Le tribunal a dit que Monsieur [V] n'avait aucune qualité à agir pour le compte de la société Sitael en liquidation judiciaire en vertu de l'article 1844-7 7ème du code civil et L 622-9 du code de commerce en vigueur au jour de l'ouverture de la procédure collective, la société étant représentée par son liquidateur judiciaire, et que s'agissant d'une action en responsabilité civile contre le liquidateur judiciaire de nature patrimoniale elle ne peut être exercée avant la clôture des opérations de liquidation judiciaire.
Il a ajouté que Monsieur [V] ne démontrait pas bénéficier de la subrogation légale dont il se prévalait en qualité de caution alléguée, non démontrée.
Par acte du 31 juillet 2013 Monsieur [D] [V] a interjeté appel de cette décision.

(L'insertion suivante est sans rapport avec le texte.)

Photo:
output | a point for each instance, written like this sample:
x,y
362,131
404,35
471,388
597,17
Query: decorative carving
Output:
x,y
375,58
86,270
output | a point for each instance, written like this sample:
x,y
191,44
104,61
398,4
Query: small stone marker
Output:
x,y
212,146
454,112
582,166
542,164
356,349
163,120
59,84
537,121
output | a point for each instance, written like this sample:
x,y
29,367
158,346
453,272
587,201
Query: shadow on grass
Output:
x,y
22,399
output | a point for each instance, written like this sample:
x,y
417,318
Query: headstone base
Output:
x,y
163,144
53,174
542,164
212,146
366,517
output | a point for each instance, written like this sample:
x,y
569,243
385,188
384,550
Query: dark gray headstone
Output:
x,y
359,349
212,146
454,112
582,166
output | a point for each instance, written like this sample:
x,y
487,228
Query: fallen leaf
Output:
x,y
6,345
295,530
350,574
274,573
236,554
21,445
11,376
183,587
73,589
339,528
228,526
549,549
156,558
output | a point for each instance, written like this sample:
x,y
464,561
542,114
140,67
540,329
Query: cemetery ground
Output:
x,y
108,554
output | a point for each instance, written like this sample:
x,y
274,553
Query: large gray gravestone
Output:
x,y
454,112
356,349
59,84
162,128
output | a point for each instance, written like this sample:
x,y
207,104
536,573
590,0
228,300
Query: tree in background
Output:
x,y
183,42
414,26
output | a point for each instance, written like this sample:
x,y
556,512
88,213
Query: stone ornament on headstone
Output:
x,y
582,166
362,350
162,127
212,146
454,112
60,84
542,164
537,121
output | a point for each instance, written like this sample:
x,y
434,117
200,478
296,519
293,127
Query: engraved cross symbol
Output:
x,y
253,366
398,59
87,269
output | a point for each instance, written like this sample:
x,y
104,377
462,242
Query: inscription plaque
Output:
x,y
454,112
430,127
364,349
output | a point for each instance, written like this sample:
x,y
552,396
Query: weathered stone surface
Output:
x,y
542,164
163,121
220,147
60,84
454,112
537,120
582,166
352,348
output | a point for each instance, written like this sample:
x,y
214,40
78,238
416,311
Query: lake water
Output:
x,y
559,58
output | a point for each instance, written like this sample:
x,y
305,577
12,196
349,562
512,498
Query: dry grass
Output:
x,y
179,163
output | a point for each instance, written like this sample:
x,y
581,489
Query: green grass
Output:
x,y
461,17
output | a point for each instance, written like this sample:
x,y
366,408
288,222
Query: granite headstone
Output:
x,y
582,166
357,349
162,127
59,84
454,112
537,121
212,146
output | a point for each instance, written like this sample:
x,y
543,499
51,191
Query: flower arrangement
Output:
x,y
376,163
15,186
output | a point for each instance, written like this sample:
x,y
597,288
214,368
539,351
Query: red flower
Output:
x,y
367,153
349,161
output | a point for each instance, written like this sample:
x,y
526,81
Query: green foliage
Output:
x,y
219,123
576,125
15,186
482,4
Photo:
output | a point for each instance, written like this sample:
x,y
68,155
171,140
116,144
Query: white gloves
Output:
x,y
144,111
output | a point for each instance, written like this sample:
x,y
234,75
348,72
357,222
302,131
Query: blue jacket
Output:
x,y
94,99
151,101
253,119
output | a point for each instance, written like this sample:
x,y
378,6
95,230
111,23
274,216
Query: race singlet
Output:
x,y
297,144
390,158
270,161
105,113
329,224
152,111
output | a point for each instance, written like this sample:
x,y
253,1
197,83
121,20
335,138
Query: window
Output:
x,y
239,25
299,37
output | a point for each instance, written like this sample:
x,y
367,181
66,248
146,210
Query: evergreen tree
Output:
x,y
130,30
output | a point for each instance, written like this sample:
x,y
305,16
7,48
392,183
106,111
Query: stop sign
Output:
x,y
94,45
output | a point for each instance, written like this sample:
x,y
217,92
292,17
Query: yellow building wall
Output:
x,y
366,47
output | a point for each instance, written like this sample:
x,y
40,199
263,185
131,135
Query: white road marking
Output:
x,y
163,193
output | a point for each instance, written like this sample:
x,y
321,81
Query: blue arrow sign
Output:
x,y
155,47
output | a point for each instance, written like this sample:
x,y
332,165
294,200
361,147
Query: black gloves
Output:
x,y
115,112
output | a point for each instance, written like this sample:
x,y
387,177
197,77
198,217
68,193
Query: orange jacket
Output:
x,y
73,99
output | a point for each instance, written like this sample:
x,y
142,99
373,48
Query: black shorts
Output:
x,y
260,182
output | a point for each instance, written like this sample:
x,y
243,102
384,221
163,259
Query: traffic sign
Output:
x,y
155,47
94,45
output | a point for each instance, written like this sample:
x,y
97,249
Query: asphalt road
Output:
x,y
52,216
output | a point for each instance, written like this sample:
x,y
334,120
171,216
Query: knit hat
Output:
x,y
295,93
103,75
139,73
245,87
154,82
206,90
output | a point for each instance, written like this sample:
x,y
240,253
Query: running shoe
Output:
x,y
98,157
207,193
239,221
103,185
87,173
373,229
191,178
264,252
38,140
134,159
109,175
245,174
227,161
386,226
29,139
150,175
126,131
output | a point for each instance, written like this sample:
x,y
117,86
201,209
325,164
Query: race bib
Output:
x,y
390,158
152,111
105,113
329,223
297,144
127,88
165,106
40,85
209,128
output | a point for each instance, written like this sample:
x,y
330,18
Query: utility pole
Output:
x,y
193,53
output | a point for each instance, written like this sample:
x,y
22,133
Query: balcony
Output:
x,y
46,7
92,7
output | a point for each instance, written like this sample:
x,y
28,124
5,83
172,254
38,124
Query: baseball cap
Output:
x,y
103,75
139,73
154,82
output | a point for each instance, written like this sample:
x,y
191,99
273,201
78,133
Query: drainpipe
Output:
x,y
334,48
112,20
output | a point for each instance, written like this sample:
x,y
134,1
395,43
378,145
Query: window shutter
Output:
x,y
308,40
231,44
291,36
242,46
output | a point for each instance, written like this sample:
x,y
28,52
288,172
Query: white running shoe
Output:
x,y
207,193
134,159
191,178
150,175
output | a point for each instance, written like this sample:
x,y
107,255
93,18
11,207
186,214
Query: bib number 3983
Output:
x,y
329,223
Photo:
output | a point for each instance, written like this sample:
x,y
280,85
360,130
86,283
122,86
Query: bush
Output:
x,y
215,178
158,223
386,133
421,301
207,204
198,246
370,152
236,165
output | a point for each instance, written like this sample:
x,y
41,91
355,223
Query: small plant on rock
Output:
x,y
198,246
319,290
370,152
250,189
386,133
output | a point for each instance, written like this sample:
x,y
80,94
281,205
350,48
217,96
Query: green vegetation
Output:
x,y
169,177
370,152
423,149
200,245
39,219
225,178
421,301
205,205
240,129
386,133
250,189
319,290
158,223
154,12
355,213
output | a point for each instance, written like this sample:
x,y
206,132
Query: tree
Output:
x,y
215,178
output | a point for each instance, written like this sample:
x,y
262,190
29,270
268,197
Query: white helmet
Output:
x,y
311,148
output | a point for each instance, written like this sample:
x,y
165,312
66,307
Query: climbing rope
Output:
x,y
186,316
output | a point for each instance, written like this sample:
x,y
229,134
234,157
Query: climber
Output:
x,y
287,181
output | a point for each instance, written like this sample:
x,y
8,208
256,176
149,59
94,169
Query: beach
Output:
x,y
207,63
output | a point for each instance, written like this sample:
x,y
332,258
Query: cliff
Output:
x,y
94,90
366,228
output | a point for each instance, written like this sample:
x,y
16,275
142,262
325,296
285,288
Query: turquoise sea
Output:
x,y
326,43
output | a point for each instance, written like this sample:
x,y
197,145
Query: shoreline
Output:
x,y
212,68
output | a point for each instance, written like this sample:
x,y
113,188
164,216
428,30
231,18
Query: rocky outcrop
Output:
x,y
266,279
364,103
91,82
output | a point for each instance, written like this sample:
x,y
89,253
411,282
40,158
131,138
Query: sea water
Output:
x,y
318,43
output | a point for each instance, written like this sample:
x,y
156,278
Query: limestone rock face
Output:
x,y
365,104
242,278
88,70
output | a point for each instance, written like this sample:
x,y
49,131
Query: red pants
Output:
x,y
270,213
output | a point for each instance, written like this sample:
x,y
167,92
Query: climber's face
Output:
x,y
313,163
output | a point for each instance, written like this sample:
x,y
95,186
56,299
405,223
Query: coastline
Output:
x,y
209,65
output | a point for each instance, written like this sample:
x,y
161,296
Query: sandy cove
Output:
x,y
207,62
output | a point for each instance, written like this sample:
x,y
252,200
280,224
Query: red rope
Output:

Par conclusions récapitulatives déposées et notifiées le 19 janvier 2016, tenues pour intégralement reprises, Monsieur [D] [V] demande à la cour de :
Révoquer l'ordonnance de clôture compte tenu de la signification de conclusions et de pièces nouvelles postérieurement à celle-ci,
Déclarer irrecevables les conclusions des Mutuelles du Mans Assurances IARD et MMA IARD Assurances Mutuelles, qui n'étant pas intimées ne justifient pas de leurs droits en intervention volontaire,
Les condamner in solidum au paiement de la somme de 2.000 euros au titre des frais irrépétibles ainsi qu'aux entiers dépens,
Déclarer Monsieur [V] recevable en son appel et son action,
Infirmer le jugement attaqué,
Vu l'article 1382 du code civil,
Condamner in solidum la société Covea Risks, Monsieur [I] [M] et Mademoiselle [Z] [M] à payer à la société Sitael la somme de 3 millions d'euros à titre de dommages et intérêts,
Débouter Me [Y] ès qualités et la Caisse de garantie de leur demande de mise hors de cause et des prétentions qui en découlent,
Condamner in solidum Covea Risks, Monsieur [I] [M] et Mademoiselle [Z] [M] au paiement d'une somme de 6.500 euros en application de l'article 700 du code de procédure civile et aux entiers dépens,
Très subsidiairement, pour autant qu'il soit justifié qu'elles viennent aux droits de la société Covea Risks,
Prononcer toutes les condamnations sollicitées contre Covea Risks in solidum contre les sociétés Mutuelles du Mans Assurances IARD et MMA IARD Assurances Mutuelles.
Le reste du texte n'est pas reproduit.